Shoegirl, now true.
I did plenty of screaming before my ex left but nothing to do with the other woman it was because of DV and his delusional behaviour.
My ex left and went off with OW stating to everyone that we knew that she was just helping us both to sort out our marriage difficulties. Stupidly I tried to defend myself against those words but all I got back from our aquaintences at the time was
"they are not saying horrible things about you".
That totally confused me as I did not say that the two of them were having an affair (although I knew they were as they were making it blatently obvious to me - texting day and night and spending all the time they could together).
Anyway, I might have surprised my ex (not intentionally actually) as 6 months into the affair when I had basically had enough of being the guinea pig in all of it I phoned my ex one day (happened to be on the day of the grand national one year). When he answered he said in a cold voice, "what do you want I am busy in the bookies" so I said, "Look please be honest would you prefer to spend your life with Mrs Lovely" to which he answered very coldly "thats a given". So then every bizarrely I said in an even voice "OK then lets proceed to
mediation and divorce".
I look back on that and think how weird, why did I not go off my head and have a rant. I don''t actually know why I didn''t and maybe I surprised him (who knows).
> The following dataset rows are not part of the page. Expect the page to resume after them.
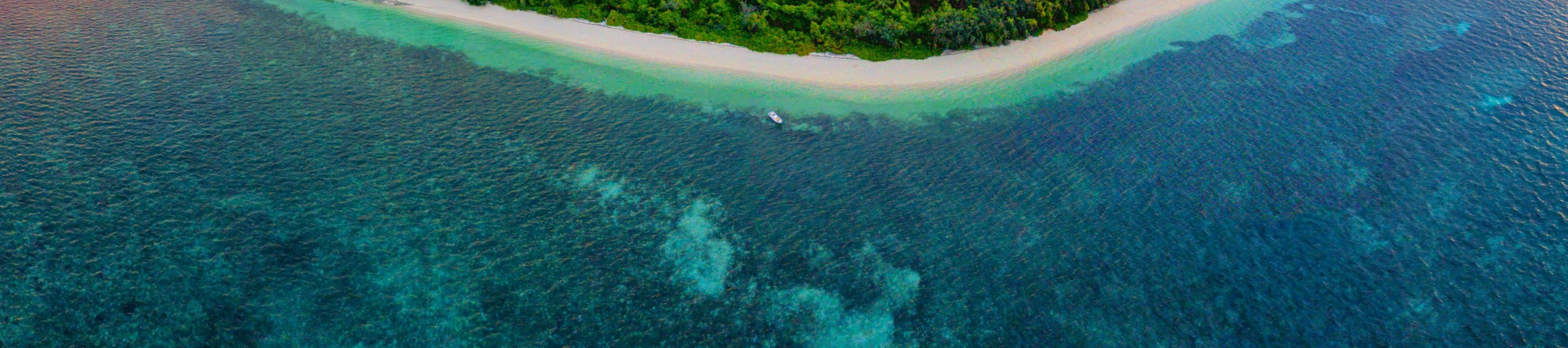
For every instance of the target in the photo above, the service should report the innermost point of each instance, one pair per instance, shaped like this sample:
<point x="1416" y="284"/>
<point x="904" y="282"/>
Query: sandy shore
<point x="1106" y="24"/>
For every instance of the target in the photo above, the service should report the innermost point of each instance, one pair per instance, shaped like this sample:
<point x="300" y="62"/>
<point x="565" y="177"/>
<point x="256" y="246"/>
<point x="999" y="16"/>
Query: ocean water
<point x="236" y="173"/>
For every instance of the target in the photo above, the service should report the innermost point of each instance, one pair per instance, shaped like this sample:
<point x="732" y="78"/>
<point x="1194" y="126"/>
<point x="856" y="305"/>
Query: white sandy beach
<point x="1106" y="24"/>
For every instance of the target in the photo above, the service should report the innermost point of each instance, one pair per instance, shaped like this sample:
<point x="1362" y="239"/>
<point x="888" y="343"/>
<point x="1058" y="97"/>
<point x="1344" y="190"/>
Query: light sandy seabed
<point x="1101" y="26"/>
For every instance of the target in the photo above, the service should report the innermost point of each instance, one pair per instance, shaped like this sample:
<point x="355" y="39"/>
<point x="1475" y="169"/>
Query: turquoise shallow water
<point x="723" y="90"/>
<point x="237" y="175"/>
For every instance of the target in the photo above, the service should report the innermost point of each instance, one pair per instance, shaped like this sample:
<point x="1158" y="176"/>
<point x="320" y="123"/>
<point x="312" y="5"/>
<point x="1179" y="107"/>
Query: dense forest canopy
<point x="869" y="29"/>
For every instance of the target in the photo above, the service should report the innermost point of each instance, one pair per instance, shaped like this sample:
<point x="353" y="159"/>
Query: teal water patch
<point x="723" y="90"/>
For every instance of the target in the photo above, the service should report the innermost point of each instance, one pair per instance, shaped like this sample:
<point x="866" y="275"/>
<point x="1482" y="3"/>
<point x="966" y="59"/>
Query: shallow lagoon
<point x="229" y="173"/>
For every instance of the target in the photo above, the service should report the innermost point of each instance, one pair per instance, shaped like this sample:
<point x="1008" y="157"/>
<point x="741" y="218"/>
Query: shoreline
<point x="816" y="69"/>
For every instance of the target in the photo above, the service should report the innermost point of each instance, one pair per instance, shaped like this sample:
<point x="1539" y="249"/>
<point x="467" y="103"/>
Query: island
<point x="817" y="69"/>
<point x="875" y="30"/>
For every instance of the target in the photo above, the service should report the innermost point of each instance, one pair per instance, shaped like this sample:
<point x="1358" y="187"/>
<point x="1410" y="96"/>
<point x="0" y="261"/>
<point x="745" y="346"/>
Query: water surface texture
<point x="233" y="173"/>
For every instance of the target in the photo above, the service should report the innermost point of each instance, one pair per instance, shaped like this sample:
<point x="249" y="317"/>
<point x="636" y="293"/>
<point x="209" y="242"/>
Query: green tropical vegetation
<point x="869" y="29"/>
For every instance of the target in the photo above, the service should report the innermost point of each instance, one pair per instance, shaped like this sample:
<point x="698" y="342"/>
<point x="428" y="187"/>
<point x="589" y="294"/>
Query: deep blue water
<point x="225" y="175"/>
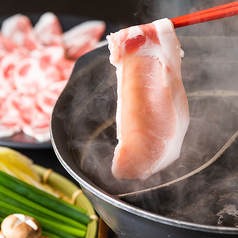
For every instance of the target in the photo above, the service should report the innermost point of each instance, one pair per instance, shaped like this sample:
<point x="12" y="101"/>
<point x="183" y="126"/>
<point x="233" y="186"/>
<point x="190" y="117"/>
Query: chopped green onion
<point x="43" y="198"/>
<point x="40" y="208"/>
<point x="47" y="224"/>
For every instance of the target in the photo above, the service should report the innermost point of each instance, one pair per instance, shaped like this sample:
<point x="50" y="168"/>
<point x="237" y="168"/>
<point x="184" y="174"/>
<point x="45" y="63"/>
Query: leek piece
<point x="43" y="198"/>
<point x="45" y="224"/>
<point x="40" y="208"/>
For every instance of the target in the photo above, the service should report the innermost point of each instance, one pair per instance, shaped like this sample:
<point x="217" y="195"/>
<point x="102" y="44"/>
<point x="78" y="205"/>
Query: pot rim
<point x="115" y="201"/>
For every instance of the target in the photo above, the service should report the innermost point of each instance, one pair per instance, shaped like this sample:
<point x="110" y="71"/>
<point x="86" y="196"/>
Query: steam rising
<point x="209" y="72"/>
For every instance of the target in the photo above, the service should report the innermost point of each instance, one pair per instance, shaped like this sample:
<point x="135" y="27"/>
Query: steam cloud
<point x="209" y="72"/>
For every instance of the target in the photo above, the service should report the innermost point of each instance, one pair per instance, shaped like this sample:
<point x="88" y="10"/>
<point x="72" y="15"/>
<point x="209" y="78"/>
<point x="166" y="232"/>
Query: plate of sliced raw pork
<point x="37" y="55"/>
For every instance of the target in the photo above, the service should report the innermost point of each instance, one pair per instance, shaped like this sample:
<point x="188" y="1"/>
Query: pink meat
<point x="83" y="38"/>
<point x="152" y="111"/>
<point x="48" y="30"/>
<point x="18" y="29"/>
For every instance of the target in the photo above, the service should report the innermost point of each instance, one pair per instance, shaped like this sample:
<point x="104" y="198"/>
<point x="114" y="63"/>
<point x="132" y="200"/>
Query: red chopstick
<point x="226" y="10"/>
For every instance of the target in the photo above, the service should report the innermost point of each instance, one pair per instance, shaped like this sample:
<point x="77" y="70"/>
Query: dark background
<point x="121" y="13"/>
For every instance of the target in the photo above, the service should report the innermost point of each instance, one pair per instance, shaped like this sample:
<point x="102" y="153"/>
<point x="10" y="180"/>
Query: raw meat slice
<point x="32" y="75"/>
<point x="48" y="30"/>
<point x="152" y="111"/>
<point x="18" y="29"/>
<point x="83" y="38"/>
<point x="47" y="98"/>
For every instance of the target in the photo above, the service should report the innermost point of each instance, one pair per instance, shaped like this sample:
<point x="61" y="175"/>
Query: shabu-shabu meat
<point x="152" y="111"/>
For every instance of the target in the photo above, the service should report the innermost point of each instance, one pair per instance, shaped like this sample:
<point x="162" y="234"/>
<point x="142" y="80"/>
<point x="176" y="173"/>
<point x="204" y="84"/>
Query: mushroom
<point x="20" y="226"/>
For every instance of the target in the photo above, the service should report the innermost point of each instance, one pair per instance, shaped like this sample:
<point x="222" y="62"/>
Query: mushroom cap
<point x="20" y="226"/>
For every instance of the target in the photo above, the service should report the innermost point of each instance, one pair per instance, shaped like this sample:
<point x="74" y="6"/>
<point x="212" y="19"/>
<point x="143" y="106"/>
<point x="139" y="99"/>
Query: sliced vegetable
<point x="47" y="200"/>
<point x="37" y="207"/>
<point x="48" y="225"/>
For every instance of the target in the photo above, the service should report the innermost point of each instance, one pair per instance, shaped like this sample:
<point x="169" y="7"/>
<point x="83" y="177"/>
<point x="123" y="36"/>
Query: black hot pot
<point x="194" y="197"/>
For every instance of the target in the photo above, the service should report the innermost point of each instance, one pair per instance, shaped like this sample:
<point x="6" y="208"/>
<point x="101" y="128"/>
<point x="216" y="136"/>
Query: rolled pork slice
<point x="152" y="109"/>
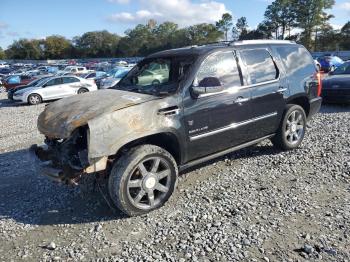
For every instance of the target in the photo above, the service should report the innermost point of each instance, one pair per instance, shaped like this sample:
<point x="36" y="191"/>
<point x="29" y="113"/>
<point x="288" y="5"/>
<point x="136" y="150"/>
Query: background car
<point x="11" y="91"/>
<point x="329" y="63"/>
<point x="317" y="64"/>
<point x="13" y="81"/>
<point x="115" y="78"/>
<point x="97" y="76"/>
<point x="149" y="77"/>
<point x="54" y="88"/>
<point x="336" y="87"/>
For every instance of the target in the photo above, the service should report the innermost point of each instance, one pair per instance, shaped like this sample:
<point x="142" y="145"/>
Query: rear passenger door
<point x="217" y="121"/>
<point x="263" y="77"/>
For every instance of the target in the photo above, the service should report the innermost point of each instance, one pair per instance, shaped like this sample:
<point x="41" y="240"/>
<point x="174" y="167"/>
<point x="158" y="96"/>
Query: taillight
<point x="319" y="82"/>
<point x="318" y="77"/>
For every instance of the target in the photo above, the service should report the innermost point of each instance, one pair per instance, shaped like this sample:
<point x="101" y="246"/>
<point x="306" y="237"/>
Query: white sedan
<point x="54" y="88"/>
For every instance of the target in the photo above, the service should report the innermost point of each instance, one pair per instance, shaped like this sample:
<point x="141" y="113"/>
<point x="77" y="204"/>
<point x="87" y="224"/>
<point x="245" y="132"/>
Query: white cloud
<point x="344" y="7"/>
<point x="182" y="12"/>
<point x="123" y="2"/>
<point x="3" y="25"/>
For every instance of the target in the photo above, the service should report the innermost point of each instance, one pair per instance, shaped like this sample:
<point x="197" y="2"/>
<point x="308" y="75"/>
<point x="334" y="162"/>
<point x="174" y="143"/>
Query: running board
<point x="222" y="153"/>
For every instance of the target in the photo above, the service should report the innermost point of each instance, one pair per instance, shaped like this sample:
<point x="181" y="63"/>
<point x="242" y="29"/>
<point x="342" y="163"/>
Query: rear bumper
<point x="315" y="106"/>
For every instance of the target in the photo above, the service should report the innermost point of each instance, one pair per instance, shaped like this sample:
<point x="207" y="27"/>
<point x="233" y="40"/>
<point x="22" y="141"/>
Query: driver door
<point x="217" y="121"/>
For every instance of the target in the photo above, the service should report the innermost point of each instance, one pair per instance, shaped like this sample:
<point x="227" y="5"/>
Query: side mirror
<point x="207" y="85"/>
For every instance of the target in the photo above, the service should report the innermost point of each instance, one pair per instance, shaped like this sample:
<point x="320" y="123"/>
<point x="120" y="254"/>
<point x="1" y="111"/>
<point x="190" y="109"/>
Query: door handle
<point x="241" y="100"/>
<point x="281" y="90"/>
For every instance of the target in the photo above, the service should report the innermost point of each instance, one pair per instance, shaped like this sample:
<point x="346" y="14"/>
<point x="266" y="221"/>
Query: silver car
<point x="54" y="88"/>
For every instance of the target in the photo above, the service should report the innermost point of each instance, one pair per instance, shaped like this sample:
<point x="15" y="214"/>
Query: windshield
<point x="41" y="82"/>
<point x="120" y="74"/>
<point x="156" y="76"/>
<point x="342" y="69"/>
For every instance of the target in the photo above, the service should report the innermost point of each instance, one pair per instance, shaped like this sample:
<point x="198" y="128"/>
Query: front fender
<point x="109" y="132"/>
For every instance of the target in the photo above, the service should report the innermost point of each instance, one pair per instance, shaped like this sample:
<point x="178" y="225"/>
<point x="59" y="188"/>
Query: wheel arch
<point x="165" y="140"/>
<point x="301" y="100"/>
<point x="34" y="93"/>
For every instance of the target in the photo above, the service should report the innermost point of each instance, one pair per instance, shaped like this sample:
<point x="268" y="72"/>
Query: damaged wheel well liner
<point x="167" y="141"/>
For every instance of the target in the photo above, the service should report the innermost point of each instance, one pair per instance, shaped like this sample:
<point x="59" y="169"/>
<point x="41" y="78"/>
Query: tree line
<point x="304" y="21"/>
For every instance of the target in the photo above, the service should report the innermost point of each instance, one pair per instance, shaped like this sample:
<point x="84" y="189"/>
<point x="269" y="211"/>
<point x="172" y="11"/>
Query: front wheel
<point x="82" y="90"/>
<point x="34" y="99"/>
<point x="292" y="129"/>
<point x="142" y="180"/>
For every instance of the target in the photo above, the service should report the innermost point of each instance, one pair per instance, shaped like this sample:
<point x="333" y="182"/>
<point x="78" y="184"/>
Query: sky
<point x="36" y="19"/>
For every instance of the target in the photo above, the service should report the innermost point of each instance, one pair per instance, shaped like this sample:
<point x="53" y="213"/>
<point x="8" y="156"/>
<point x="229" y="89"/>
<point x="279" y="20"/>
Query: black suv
<point x="176" y="109"/>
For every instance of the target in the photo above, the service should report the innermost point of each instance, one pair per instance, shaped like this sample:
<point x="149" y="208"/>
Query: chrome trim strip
<point x="225" y="152"/>
<point x="232" y="126"/>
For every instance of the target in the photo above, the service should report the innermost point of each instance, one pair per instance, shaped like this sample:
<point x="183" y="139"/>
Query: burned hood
<point x="61" y="118"/>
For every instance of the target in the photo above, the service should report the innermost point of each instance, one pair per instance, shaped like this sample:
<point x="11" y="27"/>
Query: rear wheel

Actually it hurt like hell but in truth I didn''t want to be married to him and he definitely didn''t want to be married to me.
Mediation btw didn''t work as he refused to get involved in it and in the end the court route was the only route possible. He still kicked up and refused to acknowledge the Petition, stating that he was only going to send it back if I agreed to pay all the costs - both his and mine (generally you both pay half or the defendent pays for the petition).
I don''t know, some people (I include myself in that as eldest son keeps telling me I should have never got married to ex - eldest was born before we got married).
I sort of agree with him except we did get married and went on to have another two children together - that is one thing I will never regret dispite the agony ex has caused me and my entire family ever since.